Advancing brain tumor segmentation and grading through integration of FusionNet and IBCO-based ALCResNet

Brain tumors represent a significant global health challenge, characterized by uncontrolled cerebral cell growth. The variability in size, shape, and anatomical positioning complicates computational classification, which is crucial for effective treatment planning. Accurate detection is essential, as even small diagnostic inaccuracies can significantly increase the mortality risk. Tumor grade stratification is also critical for automated diagnosis; however, current deep learning models often fall short in achieving the desired effectiveness. In this study, we propose an advanced approach that leverages cutting-edge deep learning techniques to improve early detection and tumor severity grading, facilitating automated diagnosis. Clinical bioinformatics datasets are used to source representative brain tumor images, which undergo pre-processing and data augmentation via a Generative Adversarial Network (GAN). The images are then classified using the Adaptive Layer Cascaded ResNet (ALCResNet) model, optimized with the Improved Border Collie Optimization (IBCO) algorithm for enhanced diagnostic accuracy.

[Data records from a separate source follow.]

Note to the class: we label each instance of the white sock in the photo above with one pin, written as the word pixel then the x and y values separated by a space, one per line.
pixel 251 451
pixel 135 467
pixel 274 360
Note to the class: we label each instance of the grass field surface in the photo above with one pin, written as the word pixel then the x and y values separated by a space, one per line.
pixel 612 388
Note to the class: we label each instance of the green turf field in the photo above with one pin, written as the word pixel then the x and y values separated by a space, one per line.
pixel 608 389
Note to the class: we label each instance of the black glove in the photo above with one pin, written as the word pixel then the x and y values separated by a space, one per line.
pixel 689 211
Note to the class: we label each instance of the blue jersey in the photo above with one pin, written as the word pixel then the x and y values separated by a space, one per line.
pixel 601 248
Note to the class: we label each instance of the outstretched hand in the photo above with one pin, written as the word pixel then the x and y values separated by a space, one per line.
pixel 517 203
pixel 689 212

The integration of FusionNet for precise segmentation and the IBCO-enhanced ALCResNet for optimized feature extraction and classification forms a novel framework. This unique combination ensures not only accurate segmentation but also enhanced precision in grading tumor severity, addressing key limitations of existing methodologies. For segmentation, the FusionNet deep learning model is employed to identify abnormal regions, which are subsequently classified as Meningioma, Glioma, or Pituitary tumors using ALCResNet. Experimental results demonstrate significant improvements in tumor identification and severity grading, with the proposed method achieving superior precision (99.79%) and accuracy (99.33%) compared to existing classifiers and heuristic approaches.